Releases: bbglab/oncodrive3d
Release v1.0.7
This (minor) release mainly fix a bug appeared with the new release of the AlphaFold Protein Database:
- Fix build-datasets AlphaFold download after symlink change in #67
Another minor change:
- Increase protein length threshold for unfragmented samplesheet preprocessing #64
Full Changelog: v1.0.6...v1.0.7
Release v1.0.6
MANE-Only Dataset Preprocessing and Custom Structure Integration
This release introduces a major enhancement to the dataset building pipeline in Oncodrive3D, enabling MANE-only processing, custom structural predictions, and complete decoupling from UniProt for structure annotation workflows of MANE Select transcript-associated structures.
Key Features & Improvements
Refactored Dataset Builder (build-datasets)
-
Direct MANE Integration: Switches the default data source for the MANE Select transcript-associated structures from UniProt API to the MANE Select protein set obtained directly from NCBI.
-
Custom Structures Support:
-
This feature allows you to integrate in-house AlphaFold2-predicted structures, which can be generated via the nf-core/proteinfold pipeline, into the Oncodrive3D build using two new arguments:
-
--custom_mane_pdb_dir: directory containing custom PDB files. -
--custom_mane_metadata: path to asamplesheet.csvincluding the structures metadata.
-
-
The objective is to maximize structural coverage of the MANE Select transcriptome, compensating for proteins missing from the AlphaFold Database MANE release, which is still based on version 1.0 and lacks hundreds of proteins.
-
The
samplesheet.csv(custom_mane_metadata) must include at minimum:-
sequence: the Ensembl protein ID used as the structure identifier. -
refseq: the amino acid sequence (in one-letter code).

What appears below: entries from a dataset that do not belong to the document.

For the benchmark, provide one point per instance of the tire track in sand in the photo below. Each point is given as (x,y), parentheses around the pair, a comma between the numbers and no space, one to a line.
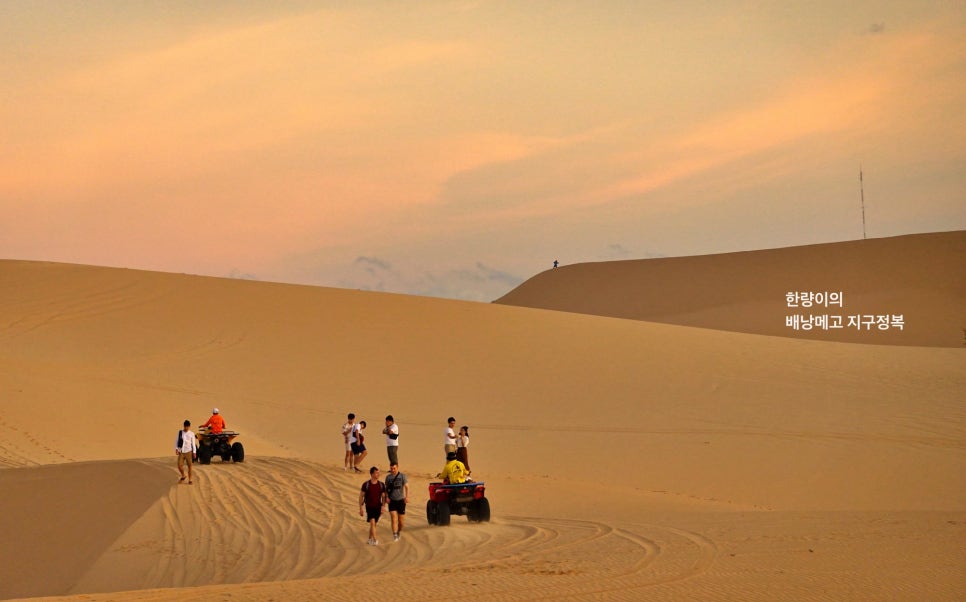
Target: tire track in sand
(279,519)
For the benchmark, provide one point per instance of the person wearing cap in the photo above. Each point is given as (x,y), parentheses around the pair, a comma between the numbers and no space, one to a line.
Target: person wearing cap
(186,448)
(454,471)
(216,423)
(449,435)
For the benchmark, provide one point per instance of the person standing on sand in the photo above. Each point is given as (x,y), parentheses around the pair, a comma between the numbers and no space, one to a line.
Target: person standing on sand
(392,440)
(372,498)
(462,447)
(359,447)
(449,436)
(186,448)
(347,434)
(397,491)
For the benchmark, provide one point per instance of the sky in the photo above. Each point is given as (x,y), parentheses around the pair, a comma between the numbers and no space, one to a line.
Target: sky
(455,149)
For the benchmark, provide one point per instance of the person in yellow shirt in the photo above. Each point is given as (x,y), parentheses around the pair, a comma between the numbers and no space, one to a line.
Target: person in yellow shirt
(454,471)
(216,423)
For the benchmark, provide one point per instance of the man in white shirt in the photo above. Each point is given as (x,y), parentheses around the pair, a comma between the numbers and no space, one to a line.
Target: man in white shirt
(347,428)
(186,448)
(392,439)
(449,436)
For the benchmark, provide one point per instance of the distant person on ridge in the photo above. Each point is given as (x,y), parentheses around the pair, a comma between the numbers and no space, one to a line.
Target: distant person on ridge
(216,423)
(347,434)
(359,447)
(392,439)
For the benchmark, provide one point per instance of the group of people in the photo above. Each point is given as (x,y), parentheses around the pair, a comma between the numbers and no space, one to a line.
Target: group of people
(393,493)
(355,442)
(186,445)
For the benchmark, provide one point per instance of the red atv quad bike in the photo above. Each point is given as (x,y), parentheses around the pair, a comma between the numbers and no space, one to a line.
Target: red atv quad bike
(463,499)
(219,444)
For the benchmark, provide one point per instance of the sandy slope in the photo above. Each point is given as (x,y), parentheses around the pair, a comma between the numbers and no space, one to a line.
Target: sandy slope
(917,277)
(623,458)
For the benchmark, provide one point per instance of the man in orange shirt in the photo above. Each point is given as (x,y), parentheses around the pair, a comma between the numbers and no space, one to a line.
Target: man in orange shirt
(216,423)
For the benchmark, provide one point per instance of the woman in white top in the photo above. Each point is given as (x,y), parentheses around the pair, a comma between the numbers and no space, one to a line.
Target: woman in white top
(462,445)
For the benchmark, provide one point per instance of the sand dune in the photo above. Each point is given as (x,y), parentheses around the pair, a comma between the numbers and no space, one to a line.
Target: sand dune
(624,459)
(917,277)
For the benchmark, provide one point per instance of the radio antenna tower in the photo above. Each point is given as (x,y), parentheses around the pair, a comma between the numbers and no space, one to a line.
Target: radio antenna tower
(862,196)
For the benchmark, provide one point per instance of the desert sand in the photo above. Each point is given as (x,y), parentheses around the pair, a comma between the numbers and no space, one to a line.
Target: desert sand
(625,459)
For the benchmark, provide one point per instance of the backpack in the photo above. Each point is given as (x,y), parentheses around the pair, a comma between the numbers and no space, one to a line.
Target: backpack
(391,484)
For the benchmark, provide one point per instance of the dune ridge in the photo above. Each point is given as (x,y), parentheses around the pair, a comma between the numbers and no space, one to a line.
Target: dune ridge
(623,458)
(915,276)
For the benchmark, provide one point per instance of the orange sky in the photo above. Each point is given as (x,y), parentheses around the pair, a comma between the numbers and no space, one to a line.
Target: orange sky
(457,148)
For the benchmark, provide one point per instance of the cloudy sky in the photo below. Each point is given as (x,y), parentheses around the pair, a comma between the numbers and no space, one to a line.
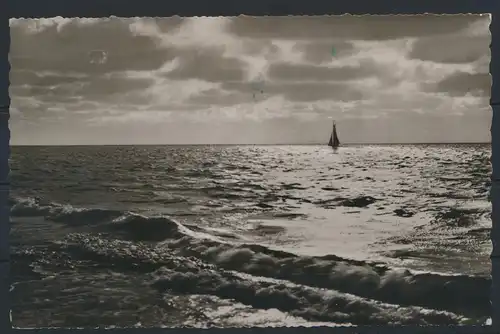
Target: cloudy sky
(390,79)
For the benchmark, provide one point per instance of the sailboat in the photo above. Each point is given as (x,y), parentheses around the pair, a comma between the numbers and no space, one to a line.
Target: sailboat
(334,139)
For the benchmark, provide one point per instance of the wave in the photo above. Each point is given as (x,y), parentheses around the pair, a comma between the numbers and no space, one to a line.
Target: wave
(135,242)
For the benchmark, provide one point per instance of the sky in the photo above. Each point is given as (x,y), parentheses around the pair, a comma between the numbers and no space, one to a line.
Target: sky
(250,80)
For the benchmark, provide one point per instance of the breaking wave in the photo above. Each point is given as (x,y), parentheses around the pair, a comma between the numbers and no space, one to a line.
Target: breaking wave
(183,259)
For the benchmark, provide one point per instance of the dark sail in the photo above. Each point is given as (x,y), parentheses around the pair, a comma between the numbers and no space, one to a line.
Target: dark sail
(334,139)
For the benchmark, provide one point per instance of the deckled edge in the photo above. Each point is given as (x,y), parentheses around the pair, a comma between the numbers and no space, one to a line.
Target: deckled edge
(201,8)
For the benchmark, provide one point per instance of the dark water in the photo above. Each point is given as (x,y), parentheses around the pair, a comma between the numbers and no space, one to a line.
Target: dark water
(250,236)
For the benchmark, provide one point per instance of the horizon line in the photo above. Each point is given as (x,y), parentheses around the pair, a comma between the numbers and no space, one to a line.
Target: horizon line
(253,144)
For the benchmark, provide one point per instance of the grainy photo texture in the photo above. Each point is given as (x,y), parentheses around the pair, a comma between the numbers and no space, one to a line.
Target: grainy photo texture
(233,172)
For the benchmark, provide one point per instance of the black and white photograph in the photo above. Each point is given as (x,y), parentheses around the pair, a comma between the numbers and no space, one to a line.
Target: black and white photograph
(250,171)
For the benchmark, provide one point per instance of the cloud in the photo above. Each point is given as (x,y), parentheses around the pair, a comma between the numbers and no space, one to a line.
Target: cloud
(249,75)
(304,72)
(348,27)
(461,83)
(209,65)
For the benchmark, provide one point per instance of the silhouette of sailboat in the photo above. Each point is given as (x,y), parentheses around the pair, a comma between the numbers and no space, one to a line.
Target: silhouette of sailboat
(334,138)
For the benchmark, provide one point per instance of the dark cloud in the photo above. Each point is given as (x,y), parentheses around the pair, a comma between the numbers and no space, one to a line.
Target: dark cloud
(209,65)
(462,83)
(451,49)
(216,97)
(302,92)
(299,72)
(317,52)
(367,27)
(68,48)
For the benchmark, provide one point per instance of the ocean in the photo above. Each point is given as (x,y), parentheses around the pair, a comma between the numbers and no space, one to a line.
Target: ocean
(244,236)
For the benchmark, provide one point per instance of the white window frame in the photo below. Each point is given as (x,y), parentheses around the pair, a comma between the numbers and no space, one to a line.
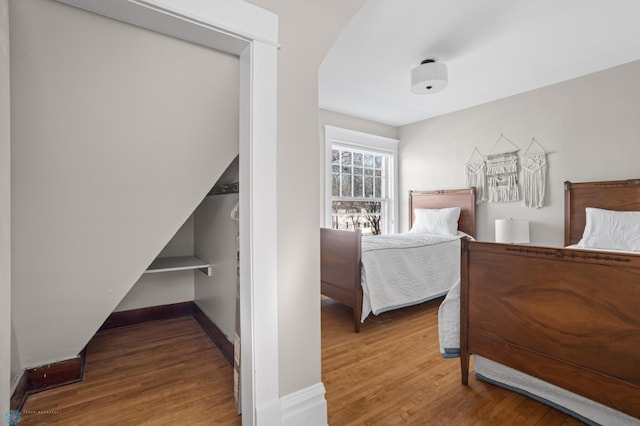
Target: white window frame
(351,139)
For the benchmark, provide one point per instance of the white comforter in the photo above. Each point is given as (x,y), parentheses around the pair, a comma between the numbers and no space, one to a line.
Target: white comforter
(582,408)
(406,269)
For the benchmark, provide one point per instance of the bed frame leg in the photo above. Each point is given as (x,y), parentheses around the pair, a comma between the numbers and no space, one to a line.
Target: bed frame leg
(464,367)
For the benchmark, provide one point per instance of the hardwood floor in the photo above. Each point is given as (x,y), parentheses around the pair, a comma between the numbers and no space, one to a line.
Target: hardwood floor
(160,373)
(391,373)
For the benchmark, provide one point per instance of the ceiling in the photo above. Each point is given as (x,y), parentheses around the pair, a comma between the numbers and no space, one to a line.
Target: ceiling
(493,49)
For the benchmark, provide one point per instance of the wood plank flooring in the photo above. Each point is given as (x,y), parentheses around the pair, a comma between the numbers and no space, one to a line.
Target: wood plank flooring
(169,372)
(391,373)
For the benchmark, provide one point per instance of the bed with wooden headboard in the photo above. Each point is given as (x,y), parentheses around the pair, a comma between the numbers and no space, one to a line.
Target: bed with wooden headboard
(341,251)
(569,317)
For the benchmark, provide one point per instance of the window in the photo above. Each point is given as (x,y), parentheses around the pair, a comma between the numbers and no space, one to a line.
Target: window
(361,176)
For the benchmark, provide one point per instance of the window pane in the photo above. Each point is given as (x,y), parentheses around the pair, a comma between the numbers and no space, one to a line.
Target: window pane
(335,156)
(368,186)
(346,157)
(368,160)
(346,185)
(335,184)
(359,175)
(357,186)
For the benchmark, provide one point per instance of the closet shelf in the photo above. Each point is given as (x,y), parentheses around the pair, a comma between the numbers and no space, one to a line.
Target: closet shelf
(182,263)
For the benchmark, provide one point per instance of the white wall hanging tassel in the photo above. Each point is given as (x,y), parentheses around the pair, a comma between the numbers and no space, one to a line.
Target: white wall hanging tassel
(476,175)
(534,175)
(502,173)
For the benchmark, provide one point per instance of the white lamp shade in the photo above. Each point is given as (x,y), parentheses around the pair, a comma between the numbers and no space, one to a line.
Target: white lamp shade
(429,77)
(512,231)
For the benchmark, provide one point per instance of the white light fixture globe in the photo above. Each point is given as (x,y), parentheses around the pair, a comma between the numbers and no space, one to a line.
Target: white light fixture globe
(428,77)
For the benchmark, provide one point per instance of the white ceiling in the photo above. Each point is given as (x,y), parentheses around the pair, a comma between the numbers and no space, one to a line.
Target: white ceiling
(493,49)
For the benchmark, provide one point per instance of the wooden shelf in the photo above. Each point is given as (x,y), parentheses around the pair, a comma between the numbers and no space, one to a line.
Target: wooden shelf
(182,263)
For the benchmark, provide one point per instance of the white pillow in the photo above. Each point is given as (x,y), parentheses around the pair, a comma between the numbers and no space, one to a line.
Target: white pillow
(436,221)
(608,229)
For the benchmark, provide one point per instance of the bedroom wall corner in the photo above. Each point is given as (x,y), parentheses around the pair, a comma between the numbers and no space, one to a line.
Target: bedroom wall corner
(6,365)
(306,30)
(305,407)
(588,124)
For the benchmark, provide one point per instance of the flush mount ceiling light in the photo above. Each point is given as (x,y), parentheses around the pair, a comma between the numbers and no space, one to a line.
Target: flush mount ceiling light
(428,77)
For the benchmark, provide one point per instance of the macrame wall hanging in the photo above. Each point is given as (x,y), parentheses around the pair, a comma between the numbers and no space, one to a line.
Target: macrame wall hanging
(534,175)
(475,170)
(502,172)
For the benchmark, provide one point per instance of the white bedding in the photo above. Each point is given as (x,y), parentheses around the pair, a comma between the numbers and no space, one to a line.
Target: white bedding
(406,269)
(584,409)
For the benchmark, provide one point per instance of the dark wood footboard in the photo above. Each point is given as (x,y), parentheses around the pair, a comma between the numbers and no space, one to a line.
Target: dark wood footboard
(340,268)
(569,317)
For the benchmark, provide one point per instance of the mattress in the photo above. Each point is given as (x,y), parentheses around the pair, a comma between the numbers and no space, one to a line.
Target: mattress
(406,269)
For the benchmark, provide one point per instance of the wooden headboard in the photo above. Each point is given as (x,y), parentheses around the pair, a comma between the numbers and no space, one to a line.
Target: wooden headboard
(621,195)
(463,198)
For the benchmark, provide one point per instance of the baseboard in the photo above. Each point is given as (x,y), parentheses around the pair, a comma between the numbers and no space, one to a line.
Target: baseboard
(171,311)
(305,407)
(215,334)
(19,394)
(151,313)
(47,377)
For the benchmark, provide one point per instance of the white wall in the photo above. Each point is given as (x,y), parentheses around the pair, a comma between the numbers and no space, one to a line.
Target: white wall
(118,133)
(307,29)
(5,212)
(589,125)
(215,242)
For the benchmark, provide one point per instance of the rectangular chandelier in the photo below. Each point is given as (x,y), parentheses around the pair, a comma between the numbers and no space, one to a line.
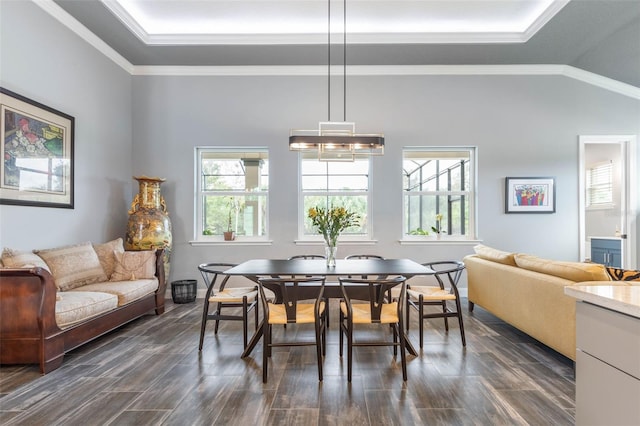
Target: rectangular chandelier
(336,141)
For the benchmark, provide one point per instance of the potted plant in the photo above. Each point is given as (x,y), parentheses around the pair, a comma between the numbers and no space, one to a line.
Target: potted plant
(229,234)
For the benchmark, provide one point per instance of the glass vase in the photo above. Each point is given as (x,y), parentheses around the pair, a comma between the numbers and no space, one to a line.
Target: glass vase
(330,252)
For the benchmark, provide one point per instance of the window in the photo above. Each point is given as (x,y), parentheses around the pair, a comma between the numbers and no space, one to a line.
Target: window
(339,184)
(439,181)
(600,185)
(233,189)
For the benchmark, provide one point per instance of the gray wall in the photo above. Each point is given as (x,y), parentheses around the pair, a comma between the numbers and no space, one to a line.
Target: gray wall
(522,126)
(56,68)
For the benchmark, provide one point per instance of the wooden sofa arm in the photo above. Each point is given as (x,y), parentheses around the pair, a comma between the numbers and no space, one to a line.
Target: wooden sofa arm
(28,329)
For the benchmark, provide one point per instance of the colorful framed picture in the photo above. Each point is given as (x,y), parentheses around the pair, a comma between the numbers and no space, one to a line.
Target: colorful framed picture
(530,195)
(37,153)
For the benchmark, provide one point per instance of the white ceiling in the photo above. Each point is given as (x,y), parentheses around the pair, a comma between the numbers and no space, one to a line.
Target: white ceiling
(229,22)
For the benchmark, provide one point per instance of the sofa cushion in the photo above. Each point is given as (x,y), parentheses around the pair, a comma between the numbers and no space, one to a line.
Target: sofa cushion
(126,291)
(106,257)
(73,307)
(495,255)
(618,274)
(574,271)
(73,266)
(134,265)
(12,258)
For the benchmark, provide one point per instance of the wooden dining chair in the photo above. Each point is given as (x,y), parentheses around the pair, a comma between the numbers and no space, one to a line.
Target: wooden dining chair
(307,256)
(447,275)
(223,297)
(366,302)
(287,309)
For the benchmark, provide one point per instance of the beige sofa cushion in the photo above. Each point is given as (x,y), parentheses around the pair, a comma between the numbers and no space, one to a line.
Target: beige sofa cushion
(12,258)
(126,291)
(134,265)
(574,271)
(495,255)
(106,255)
(73,266)
(73,307)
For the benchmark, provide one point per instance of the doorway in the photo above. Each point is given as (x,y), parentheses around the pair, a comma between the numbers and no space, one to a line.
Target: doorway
(608,219)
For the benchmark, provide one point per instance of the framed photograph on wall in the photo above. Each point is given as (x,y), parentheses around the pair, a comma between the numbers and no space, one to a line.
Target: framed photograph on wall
(37,153)
(530,195)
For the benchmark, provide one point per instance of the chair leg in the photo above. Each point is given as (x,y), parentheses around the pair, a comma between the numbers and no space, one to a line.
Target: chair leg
(265,351)
(245,320)
(219,311)
(458,307)
(403,354)
(205,314)
(319,345)
(421,319)
(444,311)
(341,325)
(255,308)
(349,351)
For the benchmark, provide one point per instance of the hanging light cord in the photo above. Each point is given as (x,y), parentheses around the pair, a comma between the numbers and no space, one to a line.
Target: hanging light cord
(329,60)
(344,60)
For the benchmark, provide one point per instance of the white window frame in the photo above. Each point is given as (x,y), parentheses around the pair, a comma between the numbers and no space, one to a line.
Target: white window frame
(199,194)
(302,214)
(471,195)
(607,186)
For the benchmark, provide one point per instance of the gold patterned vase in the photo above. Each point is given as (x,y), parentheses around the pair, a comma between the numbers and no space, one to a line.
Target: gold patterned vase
(149,226)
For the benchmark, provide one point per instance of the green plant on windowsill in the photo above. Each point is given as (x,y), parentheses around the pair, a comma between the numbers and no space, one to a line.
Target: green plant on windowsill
(419,231)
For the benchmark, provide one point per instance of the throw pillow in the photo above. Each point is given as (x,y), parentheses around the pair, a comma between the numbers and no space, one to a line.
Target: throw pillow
(495,255)
(106,257)
(573,271)
(134,265)
(73,266)
(22,259)
(618,274)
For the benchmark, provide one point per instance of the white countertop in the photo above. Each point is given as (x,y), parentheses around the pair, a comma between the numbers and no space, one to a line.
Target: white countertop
(605,238)
(624,299)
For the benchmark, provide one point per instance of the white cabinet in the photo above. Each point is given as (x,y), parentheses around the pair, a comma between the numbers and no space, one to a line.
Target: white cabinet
(607,367)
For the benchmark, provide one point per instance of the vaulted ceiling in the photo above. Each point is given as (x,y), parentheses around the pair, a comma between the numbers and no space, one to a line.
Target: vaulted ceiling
(600,36)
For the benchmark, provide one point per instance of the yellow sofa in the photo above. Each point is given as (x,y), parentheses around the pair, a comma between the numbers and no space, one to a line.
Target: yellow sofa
(528,292)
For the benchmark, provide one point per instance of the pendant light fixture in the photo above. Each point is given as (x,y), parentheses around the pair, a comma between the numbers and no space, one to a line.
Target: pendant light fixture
(336,140)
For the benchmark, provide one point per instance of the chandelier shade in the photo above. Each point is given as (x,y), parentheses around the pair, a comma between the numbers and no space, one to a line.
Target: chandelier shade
(336,140)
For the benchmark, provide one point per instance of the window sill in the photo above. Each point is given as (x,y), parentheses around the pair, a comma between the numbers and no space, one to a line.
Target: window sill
(240,242)
(340,243)
(433,241)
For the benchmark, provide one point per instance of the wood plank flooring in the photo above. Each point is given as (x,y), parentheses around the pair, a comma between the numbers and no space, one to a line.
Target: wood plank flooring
(150,373)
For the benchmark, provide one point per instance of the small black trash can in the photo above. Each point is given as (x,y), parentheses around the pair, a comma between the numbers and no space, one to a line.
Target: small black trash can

This will be used to inject the sequence into the PDB file if the structure is missing this information, which is common for predicted structures generated via nf-core/proteinfold.
-
-
New Utility: prepare_samplesheet.py
A standalone preprocessing script that:
-
Downloads and parses the full MANE.GRCh38.v1.4.ensembl_protein.faa.gz release from NCBI.
-
Cross-references these proteins with the AlphaFold MANE mapping file (
mane_refseq_prot_to_alphafold.csv) to identify missing structures. -
Generates:
-
A samplesheet.csv listing all MANE Select proteins missing from the AlphaFold Database release, including necessary metadata for structure prediction and downstream integration.
-
Individual FASTA files per Ensembl protein ID, ready for direct input to the nf-core/proteinfold pipeline.
-
These outputs allow users to predict and recover missing structures, enabling full coverage of the MANE proteome, independent of AlphaFold’s release schedule or UniProt mappings.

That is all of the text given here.